Speaking of little black boxes, Skinnerians would have a field day with the presenting behavior of the folks who make up Palahniuk's world. They pretend they're suicide hotline operators for fun. They eat lobster before it's quite... done. They dance in morgues. The Cleavers they are not. Scary as they might be, these characters are ultimately more scared of themselves than you are, and that's what makes them so fascinating. In the wee hours and on lonely highways, they exist in a perpetual twilight, caught between the horror of the present and the dread of the unknown. With only two novels under his belt, Chuck Palahniuk is well on his way to becoming an expert at shining a light on these shadowy creatures.

Journal Entry 2 by VeganMedusa from Invercargill, Southland New Zealand on Thursday, November 8, 2007
On its way today to gategypsy for the birthday exchange. Enjoy!

Journal Entry 3 by GateGypsy from Ladysmith, British Columbia Canada on Tuesday, November 27, 2007
YaY for Chuck Palahniuk! Hurrah for VeganMedusa!
Huzzah!

Looking forward to this one, too!

Journal Entry 4 by msjoanna from Columbia, Missouri USA on Thursday, September 18, 2008
I received this as my Ballyswapper book from GateGypsy! Thanks!
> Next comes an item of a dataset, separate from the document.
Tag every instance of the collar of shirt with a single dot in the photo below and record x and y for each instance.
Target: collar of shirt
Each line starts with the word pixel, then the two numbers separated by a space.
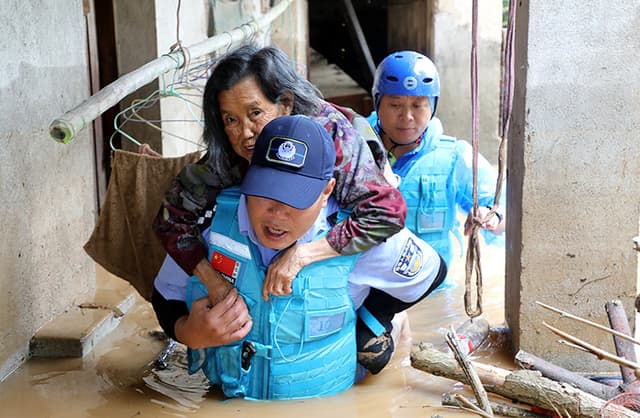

Journal Entry 5 by msjoanna from Columbia, Missouri USA on Wednesday, March 10, 2010
Palahniuk's books are starting to run together for me. What seemed like a wonderful, fresh new voice in Fight Club and still entertained me through Lullaby and Choke and even Rant seemed formulaic in this book. Even so, I was entertained and breezed through the book in about a week.

The book starts at the end--the page numbers actually decrease as you read the book. The book traces the story, as dictated into the flight recorder on a plane destined to crash into the Australian outback, of Tender Branson, the last surviving member of a religious cult. The Creedish religion included a mass suicide and a premise that all members who weren't at the mass suicide should immediately kill themselves when they learned that the Deliverance had come. The satire of religion and celebrity figures was right on point, but in this book, or maybe in my mood right now, it just felt mean instead of darkly comic.

But I think I liked this one better than Lullaby and Choke, so I'd recommend it to fans of Palahniuk who have already read Fight Club and want to read more.

This is now going in the mail as part of the Birthday RABCK Experiment.

Journal Entry 6 by sweetsangria from Estacada, Oregon USA on Tuesday, March 16, 2010
Thank you! The only book I have read by Palahniuk is "Diary" which I was mixed on. This one sounds fun.